Mexico’s National Immigration Institute (INM), the governmental organ responsible for investigation illegal immigration and enforcing Mexico’s immigration laws, is underfunded, poorly manned, and full of corrupt officials, according to the head of the INM, Cecilia Romero Castillo.
In a recent interview with Mexico’s Processo news magazine, Romero claims her organization simply cannot keep up with the growing number of illegal and documented migrants that enter Mexico on a yearly basis. Human trafficking, she claims, is a “juicy business” supported by INM officials that have been in place since November, 2006.

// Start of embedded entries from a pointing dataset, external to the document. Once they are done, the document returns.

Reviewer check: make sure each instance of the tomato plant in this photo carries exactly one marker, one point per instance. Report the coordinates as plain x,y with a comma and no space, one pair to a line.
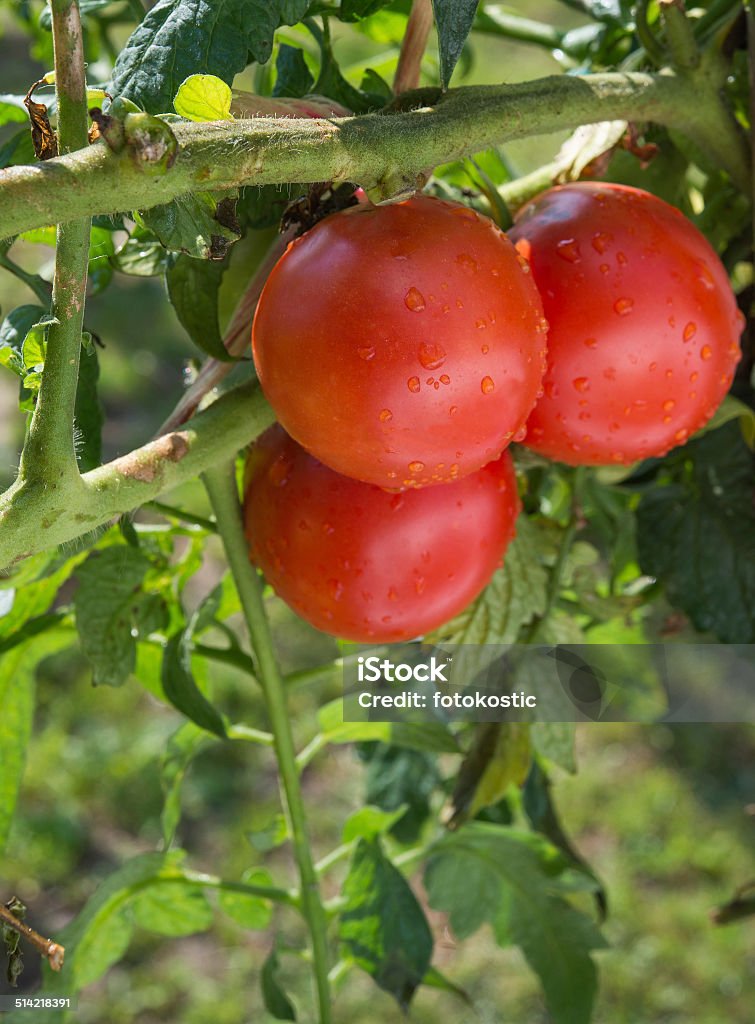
643,327
418,330
362,563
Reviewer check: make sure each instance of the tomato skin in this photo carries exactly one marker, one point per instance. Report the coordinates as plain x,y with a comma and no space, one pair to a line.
643,327
403,345
366,564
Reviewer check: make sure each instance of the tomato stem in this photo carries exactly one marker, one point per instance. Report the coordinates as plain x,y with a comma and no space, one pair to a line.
221,488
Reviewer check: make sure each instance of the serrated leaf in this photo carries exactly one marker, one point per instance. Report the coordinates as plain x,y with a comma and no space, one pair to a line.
88,416
371,821
499,757
351,10
17,669
107,605
696,532
13,331
181,690
142,255
508,879
182,747
454,20
276,1001
382,925
187,225
292,75
203,97
246,909
172,907
178,38
193,288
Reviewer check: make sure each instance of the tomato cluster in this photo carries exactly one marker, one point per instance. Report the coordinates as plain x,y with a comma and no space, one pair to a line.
403,347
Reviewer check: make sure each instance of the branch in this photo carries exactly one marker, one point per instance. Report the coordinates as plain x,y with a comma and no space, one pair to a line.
48,454
221,488
35,517
369,150
413,46
52,952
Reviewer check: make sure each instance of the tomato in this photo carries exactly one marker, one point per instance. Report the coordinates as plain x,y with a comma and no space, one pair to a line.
365,564
643,335
403,345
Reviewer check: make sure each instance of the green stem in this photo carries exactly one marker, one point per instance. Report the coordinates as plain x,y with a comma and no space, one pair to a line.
48,455
370,148
220,484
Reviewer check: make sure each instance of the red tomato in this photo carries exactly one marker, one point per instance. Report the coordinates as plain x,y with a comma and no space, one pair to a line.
365,564
643,326
403,345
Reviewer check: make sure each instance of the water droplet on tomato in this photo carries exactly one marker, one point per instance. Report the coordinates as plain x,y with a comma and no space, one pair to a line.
467,261
600,242
569,250
414,300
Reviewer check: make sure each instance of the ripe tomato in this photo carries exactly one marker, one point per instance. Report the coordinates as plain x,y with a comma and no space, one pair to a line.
643,326
365,564
403,345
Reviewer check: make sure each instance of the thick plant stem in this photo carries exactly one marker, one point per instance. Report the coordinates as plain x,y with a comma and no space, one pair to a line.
49,455
371,148
220,484
413,46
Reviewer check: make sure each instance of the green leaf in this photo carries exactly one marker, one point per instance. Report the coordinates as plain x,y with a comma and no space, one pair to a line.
185,742
351,10
276,1001
17,670
13,331
415,735
292,75
178,38
732,409
107,605
509,879
189,224
382,925
696,532
88,416
181,690
193,288
401,778
247,910
454,20
142,255
12,110
203,97
172,907
371,821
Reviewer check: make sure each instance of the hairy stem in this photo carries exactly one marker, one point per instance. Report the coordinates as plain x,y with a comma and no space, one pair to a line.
52,952
48,454
413,46
36,517
220,484
237,338
370,150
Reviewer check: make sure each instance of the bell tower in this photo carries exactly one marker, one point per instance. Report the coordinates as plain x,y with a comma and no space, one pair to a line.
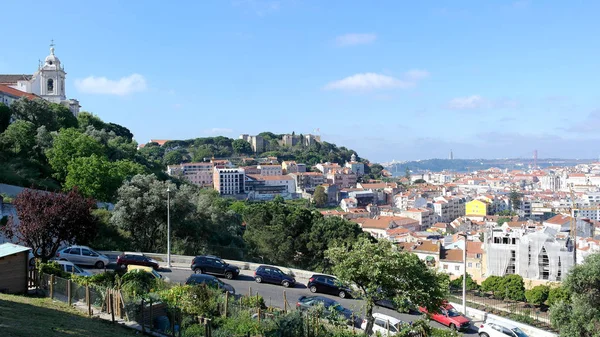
52,78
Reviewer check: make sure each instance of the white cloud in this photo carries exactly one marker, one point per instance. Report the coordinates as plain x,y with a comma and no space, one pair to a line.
417,74
467,103
219,131
355,39
478,102
102,85
368,81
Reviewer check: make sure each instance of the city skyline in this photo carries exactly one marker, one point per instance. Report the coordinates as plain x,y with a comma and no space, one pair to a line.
393,81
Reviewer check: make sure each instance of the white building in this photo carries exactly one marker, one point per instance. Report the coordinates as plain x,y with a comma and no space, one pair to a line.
48,82
229,181
199,174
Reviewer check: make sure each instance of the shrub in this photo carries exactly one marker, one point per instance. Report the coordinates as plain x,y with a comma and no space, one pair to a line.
471,284
556,295
490,284
537,295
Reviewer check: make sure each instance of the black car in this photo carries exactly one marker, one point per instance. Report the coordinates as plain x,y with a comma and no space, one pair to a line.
210,281
328,285
269,274
307,302
214,265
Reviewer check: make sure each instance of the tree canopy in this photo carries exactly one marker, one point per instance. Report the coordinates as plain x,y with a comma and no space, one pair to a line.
49,220
381,271
578,313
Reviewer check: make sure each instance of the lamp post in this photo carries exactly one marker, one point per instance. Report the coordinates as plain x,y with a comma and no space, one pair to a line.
464,275
168,227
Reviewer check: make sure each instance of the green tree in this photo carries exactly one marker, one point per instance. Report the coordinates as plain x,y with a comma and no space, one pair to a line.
320,197
241,146
378,270
141,211
580,314
4,117
19,138
471,284
490,284
556,295
70,144
537,295
511,287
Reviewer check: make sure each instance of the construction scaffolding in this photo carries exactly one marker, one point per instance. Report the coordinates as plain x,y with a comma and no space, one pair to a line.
533,254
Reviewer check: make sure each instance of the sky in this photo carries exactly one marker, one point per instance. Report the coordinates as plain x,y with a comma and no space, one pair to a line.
393,80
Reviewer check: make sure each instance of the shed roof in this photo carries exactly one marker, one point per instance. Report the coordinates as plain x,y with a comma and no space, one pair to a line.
7,249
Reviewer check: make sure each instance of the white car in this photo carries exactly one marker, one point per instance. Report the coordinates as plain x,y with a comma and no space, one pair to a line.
499,329
383,324
82,255
71,268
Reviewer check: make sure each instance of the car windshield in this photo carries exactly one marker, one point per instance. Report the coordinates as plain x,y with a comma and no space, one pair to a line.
453,313
519,332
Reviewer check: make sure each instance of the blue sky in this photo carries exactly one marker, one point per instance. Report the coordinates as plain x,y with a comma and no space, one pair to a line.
391,79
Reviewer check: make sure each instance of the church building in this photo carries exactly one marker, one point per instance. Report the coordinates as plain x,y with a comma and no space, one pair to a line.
48,83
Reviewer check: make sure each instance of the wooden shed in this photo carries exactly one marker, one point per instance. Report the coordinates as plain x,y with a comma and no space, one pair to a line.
13,268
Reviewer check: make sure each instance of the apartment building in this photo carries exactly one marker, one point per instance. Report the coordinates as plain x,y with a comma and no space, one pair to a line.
199,174
229,181
270,170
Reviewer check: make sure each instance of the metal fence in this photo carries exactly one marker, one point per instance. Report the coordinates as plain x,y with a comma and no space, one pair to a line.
515,310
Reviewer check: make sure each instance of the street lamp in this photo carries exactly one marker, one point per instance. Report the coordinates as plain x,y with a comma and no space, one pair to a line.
168,227
464,275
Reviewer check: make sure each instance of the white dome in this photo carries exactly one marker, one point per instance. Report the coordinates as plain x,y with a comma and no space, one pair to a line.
51,59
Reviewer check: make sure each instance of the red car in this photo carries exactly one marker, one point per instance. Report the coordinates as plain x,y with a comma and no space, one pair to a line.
449,316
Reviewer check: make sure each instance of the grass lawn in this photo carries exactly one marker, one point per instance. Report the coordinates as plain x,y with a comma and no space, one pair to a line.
42,317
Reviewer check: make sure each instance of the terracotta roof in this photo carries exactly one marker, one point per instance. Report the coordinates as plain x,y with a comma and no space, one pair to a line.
452,255
15,92
13,79
559,220
259,177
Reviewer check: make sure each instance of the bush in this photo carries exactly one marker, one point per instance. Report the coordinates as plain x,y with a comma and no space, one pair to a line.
556,295
490,284
471,284
512,287
537,295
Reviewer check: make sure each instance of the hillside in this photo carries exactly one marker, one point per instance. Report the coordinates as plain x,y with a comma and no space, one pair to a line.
201,149
36,317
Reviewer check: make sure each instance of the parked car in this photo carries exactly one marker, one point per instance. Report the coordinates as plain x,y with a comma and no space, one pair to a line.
82,255
138,259
210,281
214,265
269,274
384,324
331,306
450,317
328,285
71,268
148,270
499,329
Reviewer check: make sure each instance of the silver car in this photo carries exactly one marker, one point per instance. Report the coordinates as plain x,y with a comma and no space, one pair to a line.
82,255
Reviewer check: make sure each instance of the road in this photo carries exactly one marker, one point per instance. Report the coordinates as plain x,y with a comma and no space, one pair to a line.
273,295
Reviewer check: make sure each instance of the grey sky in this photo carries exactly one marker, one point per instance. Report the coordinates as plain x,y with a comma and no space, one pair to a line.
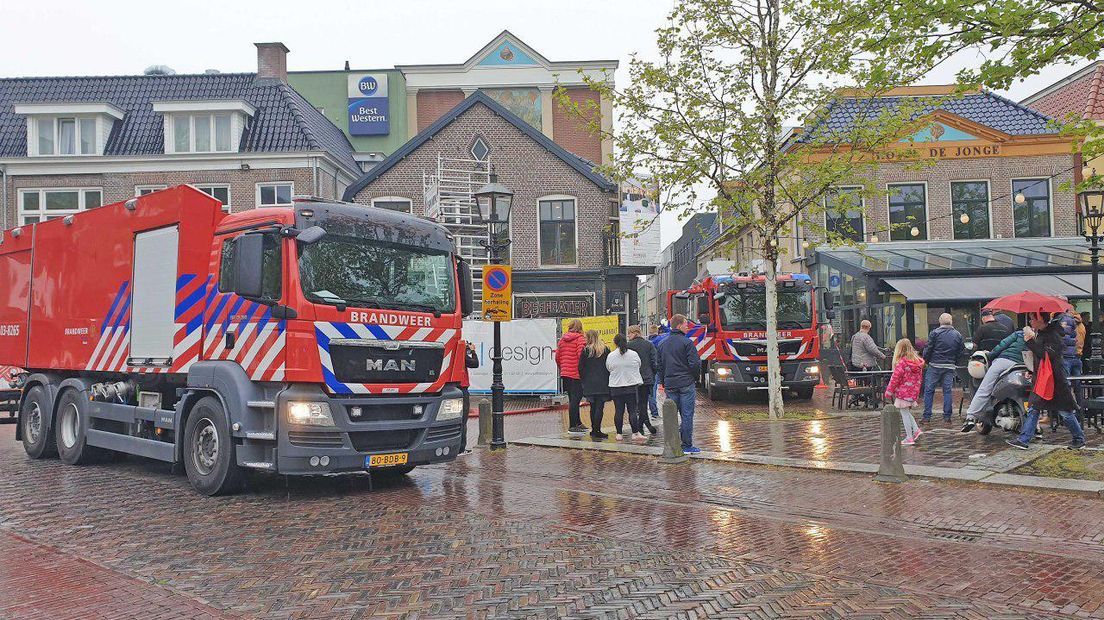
118,36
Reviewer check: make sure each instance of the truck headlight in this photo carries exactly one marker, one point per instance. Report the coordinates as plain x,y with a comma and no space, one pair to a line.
310,414
450,409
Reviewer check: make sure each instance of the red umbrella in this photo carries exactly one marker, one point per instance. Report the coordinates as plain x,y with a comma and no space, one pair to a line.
1028,301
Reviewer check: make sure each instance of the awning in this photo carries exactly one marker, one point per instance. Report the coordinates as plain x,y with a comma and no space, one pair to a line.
984,288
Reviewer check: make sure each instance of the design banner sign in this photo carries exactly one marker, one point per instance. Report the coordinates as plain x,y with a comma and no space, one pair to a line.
528,355
369,107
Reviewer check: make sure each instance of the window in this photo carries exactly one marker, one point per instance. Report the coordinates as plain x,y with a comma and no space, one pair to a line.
275,194
558,231
221,193
970,199
271,266
39,205
393,203
908,211
201,132
844,214
65,136
1031,217
142,190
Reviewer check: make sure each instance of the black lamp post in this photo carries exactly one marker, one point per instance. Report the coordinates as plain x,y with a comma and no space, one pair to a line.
494,201
1092,217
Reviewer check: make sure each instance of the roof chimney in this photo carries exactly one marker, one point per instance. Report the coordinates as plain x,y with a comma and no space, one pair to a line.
272,61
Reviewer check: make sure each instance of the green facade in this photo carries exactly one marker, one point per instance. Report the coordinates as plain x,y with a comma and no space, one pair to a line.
329,91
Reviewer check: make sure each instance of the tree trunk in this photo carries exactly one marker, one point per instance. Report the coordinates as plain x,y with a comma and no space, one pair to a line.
773,361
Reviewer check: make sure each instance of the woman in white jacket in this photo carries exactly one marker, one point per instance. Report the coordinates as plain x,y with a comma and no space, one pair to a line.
624,366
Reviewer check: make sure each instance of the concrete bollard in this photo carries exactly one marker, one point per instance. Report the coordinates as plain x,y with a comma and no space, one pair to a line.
485,421
672,442
892,467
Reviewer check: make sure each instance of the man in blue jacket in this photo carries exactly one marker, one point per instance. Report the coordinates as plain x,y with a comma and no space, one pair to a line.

“…We are advancing a series of investigations…to identify a networks of traffickers. And when I speak of networks, I’m referring to an arrangement between foreigners and Mexicans, and within the group of Mexicans I have no doubt that some migration agents and officials with INM are involved,” Romero told Processo.
One group, called the Miami Mafia, specializes in trafficking Cubans into the United States through Mexico. According to reports from Mexico’s Attorney General’s office, this organization may earn as much as US$80 million a year. In other cases, human traffickers have charged as much as US$4,000 a person, to move them from Guatemala, through Mexico, and into specific points inside the United States.
The INM has some 4,600 employees between migration agents, investigators, and mid- to high-level officials. And for many years, the number of employees has not risen to keep pace with the growing number of people passing through Mexico’s various ports of entry via land, sea, and air.
“In 2000, the country had 23 airports and now there are close to 100,” Romero admitted, adding, “The most worrying is that INM now has less employees that it did in 2000.”
One in five or six illegal immigrants make it through and remain in the United States, Processo reports.
“In the state of Tamaulipas, which is a very complicated situation, there are only 240 employees, and they are not enough to cover 11 international bridges, five airports, two sea ports, apart from migration stations,” Romero said.
Tamaulipas has long been the stronghold of Mexico’s Gulf Cartel, and a major trafficking point for any illegal product – human, drug, or otherwise – that flows into the US from Mexico.
Meanwhile, INM must document and receive all those Mexicans deported from the United States apart from preventing the passage of illegal immigrants through Mexico.
The organization’s Countryman Program oversees this process, and has two separate initiatives for children and minors who are deported from the United States, unaccompanied by adults.
Between January and May, 2008, some 300 thousand Mexican nationals were deported from the United States, nearly 2,000 a day, placing the 2008 tally at over a million.
When considering the complex situation of immigration inside the United States, and the current focus on deportation, the above facts should place a light on a larger reality: many of the people who are deported back to Mexico simply cannot be processed by the INM.
The trouble within Mexico’s INM is just one of the many reasons why a number of Mexican analysts consider the movement of people between Central America, Mexico and the United States to literally be like a human conveyor belt. Once deportees arrive, its likely they are shuffled through a haphazard layer of backed up paper work, resulting in a high probability of human error. And once repatriated, what’s to stop them from returning?
Until the INM receives better funding, reduces corruption, and increases the number of personnel required to cover the country’s various ports of entry, deportation as a tool for controlling illegal migration in Mexico or the United States is, at best, a mechanism that keeps the conveyor belt moving.